Equal justice under law
Viscerally, in this context, we might think “Equal justice under law” should mean that people with criminal records can proceed with their post-sentence lives on a level playing field. But that’s not the case. We need far more equality than now exists in the myriad circumstances that confront those who have paid their dues, reenter society and who attempt to live fulfilling lives in the pursuit of happiness.
There are far more clear answers for what equal justice under law is not, than what it is. There are horrendous challenges, particularly in the way law is crafted and the way the rule of law is applied to people with criminal records, but mostly to felons. We give much lip service to blind justice, which theoretically means our application of law is universal and equal. But, while the “application” of the law must be as universal and as equal as possible, even in its equal application as universal, law can remain a tool of discrimination. Often (not always), the appeal to the universal both presumes and replicates the forms of difference to which it applies.
When reminded of our history of disenfranchisement of criminals (including voting and employment exclusions), we see how the problem of racist and classist laws is seldom that they aren’t equally written and applied. Poll taxes and literacy tests are good examples, actually. These laws were carefully written to be “color-blind” in their form and application. A huge problem with most laws that bear on disenfranchisement is precisely that they have failed and continue to fail to take into account difference. These laws did and do their work “through” the equal application of the law to an unequal population.

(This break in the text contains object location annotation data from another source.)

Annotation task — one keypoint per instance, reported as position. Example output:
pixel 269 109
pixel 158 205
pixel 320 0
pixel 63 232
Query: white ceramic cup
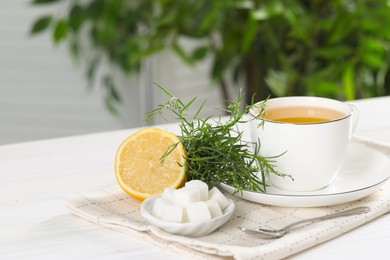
pixel 313 153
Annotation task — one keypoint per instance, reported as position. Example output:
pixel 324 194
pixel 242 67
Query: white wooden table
pixel 34 176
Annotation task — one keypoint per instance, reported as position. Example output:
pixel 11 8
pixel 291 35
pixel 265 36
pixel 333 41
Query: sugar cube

This is Grand Canyon between “justice” and “law.” We can feel good chanting the mantra of “equal justice under law” as an aspiration, because there is such a thing. The problem, however, is often that equal justice might not be possible through law on its own.
One lesson to take from disenfranchisement in all its forms, is the limit of the law to rectify both historical and current practices that adversely effect economic, educational, and political opportunities. Disenfranchisement knows no race or class boundaries, but it’s impact in all forms, does have a concentrated effect, and reproduces a whole series of boundaries. Especially in a country (and city) like Chicago, where class, race, gender, and sexuality have all been mutually defined through the use of criminalization over time.
We can be impassioned and maybe even unduly optimistic about the notion of advancing “equal justice under law” for felons, but we should be circumspect given the counsel of history. We can embrace projects of universal application of equal laws, but the likely and endless struggle will likely be that just “getting the law right” will be insufficient to end classism, racism, sexism, and the like.
So, we have our well-advised hesitations. This is not easy work.